Organization of Petroleum Exporting Countries (OPEC) and non-OPEC members, who have been maintaining sustained oil production cuts since 2017, agreed during their meeting last week to cut crude production further by an extra half-a-million barrels a day to maintain what the organization said was “a balance between demand and supply.”
Russian energy minister Alexander Novak announced the decision on Friday at a news conference held at OPEC headquarters in Vienna, after lengthy discussions. The additional production cuts will come into force in January and be upheld throughout the first-quarter of the year, said the Russian minister.

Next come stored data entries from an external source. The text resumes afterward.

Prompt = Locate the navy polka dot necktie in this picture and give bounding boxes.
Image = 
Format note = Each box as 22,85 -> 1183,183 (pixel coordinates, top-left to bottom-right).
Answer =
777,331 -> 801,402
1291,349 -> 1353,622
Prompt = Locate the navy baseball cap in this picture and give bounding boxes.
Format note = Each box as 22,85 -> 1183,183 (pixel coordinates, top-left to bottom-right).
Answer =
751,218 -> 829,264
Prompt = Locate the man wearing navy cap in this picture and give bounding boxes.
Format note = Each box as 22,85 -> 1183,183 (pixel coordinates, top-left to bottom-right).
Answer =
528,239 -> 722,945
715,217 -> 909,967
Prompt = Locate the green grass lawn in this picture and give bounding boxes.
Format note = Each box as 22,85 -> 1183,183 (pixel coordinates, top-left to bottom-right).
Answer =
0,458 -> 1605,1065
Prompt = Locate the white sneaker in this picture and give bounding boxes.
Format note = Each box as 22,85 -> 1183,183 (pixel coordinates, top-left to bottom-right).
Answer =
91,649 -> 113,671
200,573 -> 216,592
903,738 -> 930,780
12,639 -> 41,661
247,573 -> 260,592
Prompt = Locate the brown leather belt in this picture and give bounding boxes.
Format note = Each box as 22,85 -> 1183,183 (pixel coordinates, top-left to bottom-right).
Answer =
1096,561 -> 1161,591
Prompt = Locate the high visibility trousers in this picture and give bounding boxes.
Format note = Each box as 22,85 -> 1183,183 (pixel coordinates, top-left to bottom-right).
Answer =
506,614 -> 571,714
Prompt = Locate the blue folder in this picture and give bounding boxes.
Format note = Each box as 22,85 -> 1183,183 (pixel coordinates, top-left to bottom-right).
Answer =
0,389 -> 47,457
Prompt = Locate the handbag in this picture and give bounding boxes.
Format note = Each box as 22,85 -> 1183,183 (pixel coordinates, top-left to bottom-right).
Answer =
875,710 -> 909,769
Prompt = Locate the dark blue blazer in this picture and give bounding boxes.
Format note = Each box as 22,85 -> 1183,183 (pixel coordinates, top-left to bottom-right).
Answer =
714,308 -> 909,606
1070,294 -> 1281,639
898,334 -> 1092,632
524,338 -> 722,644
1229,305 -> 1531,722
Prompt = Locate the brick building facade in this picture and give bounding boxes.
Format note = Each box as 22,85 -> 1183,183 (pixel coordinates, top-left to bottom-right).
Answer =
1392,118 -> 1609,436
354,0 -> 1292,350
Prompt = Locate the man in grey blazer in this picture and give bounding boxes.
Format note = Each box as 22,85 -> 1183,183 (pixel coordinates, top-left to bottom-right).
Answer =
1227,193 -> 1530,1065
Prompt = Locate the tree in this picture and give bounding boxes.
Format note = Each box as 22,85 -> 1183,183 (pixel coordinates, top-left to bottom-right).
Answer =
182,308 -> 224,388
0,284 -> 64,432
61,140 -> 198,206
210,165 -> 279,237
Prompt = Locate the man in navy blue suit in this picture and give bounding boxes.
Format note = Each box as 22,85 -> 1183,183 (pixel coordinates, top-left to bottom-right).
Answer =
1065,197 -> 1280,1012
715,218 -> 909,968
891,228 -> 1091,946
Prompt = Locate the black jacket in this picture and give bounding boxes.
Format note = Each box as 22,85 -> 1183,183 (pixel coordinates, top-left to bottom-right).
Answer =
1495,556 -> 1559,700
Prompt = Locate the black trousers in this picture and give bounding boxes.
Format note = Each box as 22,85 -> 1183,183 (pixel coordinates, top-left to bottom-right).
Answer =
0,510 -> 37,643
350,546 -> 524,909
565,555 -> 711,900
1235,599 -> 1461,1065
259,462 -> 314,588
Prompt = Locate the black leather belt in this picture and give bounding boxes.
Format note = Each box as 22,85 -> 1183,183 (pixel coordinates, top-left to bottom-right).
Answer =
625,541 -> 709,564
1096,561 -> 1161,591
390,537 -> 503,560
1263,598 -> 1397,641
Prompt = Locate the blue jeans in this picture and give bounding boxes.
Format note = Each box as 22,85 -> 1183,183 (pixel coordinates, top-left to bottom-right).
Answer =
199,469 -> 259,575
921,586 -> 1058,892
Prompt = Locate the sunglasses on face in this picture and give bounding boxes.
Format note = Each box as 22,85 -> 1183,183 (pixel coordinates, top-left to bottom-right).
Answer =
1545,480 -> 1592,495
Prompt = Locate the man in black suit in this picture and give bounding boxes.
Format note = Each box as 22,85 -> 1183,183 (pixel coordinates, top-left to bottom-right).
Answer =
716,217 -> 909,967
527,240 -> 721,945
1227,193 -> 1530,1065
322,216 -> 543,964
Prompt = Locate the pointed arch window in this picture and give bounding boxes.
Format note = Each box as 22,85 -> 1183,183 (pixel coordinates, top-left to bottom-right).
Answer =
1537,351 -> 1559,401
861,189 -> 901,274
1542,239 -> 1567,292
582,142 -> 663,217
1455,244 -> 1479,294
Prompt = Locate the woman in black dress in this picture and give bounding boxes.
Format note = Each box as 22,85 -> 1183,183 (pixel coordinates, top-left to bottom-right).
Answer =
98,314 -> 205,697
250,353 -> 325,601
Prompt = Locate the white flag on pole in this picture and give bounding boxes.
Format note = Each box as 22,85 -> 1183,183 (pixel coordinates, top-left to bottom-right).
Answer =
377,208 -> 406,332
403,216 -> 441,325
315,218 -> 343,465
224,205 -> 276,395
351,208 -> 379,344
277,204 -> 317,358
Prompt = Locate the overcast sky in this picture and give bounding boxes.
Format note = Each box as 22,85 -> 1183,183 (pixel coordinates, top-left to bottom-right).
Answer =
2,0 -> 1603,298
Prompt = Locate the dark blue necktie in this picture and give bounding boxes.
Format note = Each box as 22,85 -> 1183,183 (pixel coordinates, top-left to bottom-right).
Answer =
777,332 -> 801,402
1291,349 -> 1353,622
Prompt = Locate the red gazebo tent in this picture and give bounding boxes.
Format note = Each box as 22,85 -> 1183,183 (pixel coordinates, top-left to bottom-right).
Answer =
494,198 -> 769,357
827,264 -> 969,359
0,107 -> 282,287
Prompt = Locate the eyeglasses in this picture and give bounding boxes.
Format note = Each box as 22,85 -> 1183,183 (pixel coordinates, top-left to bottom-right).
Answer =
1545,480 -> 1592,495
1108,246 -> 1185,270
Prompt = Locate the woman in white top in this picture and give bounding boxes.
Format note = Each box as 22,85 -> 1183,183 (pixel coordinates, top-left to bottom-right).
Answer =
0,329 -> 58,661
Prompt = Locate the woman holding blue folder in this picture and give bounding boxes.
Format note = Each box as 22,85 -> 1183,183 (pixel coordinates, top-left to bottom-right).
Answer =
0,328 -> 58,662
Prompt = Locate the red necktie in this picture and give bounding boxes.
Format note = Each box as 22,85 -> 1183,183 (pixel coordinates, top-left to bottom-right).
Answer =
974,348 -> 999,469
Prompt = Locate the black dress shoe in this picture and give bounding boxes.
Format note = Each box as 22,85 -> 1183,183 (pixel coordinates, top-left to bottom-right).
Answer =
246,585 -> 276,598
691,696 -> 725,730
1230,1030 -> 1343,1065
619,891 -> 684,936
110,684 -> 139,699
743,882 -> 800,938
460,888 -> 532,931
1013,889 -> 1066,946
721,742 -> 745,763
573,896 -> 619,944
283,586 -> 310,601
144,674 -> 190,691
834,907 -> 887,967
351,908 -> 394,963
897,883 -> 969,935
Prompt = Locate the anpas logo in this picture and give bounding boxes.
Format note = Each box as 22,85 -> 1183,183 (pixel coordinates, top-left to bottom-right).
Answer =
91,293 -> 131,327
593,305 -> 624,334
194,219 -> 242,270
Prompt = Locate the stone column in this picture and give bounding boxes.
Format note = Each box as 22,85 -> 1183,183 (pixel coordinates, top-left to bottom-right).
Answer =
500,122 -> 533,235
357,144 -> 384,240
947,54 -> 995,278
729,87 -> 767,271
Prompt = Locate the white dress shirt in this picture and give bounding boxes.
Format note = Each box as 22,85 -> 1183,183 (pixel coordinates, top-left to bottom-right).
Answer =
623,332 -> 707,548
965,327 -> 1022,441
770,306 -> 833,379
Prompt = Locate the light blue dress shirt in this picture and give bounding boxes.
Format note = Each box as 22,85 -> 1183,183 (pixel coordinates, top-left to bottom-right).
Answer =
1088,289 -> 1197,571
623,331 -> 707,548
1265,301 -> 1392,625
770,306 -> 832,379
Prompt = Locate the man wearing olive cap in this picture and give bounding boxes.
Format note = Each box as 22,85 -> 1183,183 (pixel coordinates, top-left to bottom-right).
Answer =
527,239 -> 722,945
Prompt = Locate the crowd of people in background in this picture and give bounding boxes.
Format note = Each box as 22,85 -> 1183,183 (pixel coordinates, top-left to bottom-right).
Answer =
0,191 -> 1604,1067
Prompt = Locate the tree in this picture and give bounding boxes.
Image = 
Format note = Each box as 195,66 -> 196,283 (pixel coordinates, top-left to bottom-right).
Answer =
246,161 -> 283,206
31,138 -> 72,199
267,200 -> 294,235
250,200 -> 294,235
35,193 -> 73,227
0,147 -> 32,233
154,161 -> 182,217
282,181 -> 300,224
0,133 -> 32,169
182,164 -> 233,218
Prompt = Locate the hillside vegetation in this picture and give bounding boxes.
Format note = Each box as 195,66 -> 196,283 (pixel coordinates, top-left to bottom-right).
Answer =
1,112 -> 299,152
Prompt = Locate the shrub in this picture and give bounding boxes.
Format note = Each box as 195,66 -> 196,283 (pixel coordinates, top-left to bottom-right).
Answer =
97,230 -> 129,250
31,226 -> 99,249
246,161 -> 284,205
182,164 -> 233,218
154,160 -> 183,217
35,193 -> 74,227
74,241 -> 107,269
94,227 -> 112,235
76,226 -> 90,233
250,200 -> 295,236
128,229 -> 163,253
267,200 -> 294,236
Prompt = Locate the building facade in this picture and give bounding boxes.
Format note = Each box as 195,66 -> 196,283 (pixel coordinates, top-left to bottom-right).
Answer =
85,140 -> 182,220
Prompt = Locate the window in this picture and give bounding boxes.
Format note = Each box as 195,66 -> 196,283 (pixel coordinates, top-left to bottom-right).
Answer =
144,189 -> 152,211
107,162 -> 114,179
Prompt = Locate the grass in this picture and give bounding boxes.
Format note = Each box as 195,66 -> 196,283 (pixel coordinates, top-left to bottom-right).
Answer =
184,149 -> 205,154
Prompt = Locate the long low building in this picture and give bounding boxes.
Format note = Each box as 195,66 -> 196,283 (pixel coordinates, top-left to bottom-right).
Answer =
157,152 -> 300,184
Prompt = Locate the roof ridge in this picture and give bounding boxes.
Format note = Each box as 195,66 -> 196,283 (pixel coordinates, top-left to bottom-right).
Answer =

The existing production cut agreement that is due to expire in March 2020 removes 1.2 million barrels per day from world markets. Faced with a supply glut in the market, largely from continued production of shale oil and gas in the United States, and declining demand on global trade worries, OPEC and its allies have struggled to maintain prices at the levels they believe are optimum for producers and consumers.
Friday’s meeting in Vienna dragged on longer than expected as the parties reportedly could not initially agree on how to share the production cuts among the OPEC and non-OPEC members. Since the launch of production cuts two years ago, Saudi Arabia has been bearing more than its share of cuts to production so as to ensure the target of 1.2 million barrels per day is met, as some countries have been accused of producing more than their assigned quota.
As part of the new agreement, it is understood that OPEC members will shoulder 340,000 barrels per day of extra cuts, with other producers contribute to removing the remaining 160,000 from the market. But oil market analysts questioned whether an extra 500,000 barrels a day would be enough to support crude prices, given that producers were already cutting more than the mandated 1.2 million barrels per day and yet prices had not rallied as expected.
Moreover, even if OPEC and its allies maintain production cuts at 1.7 million barrels a day, more oil continues to come into the market from non-OPEC nations, including Brazil, Canada, Guyana, Norway and the United States. The extra supply could compensate for production cuts, and there is also the fear that cartel members and its allies may be reluctant to prolonged production cuts that are reducing their share in global markets.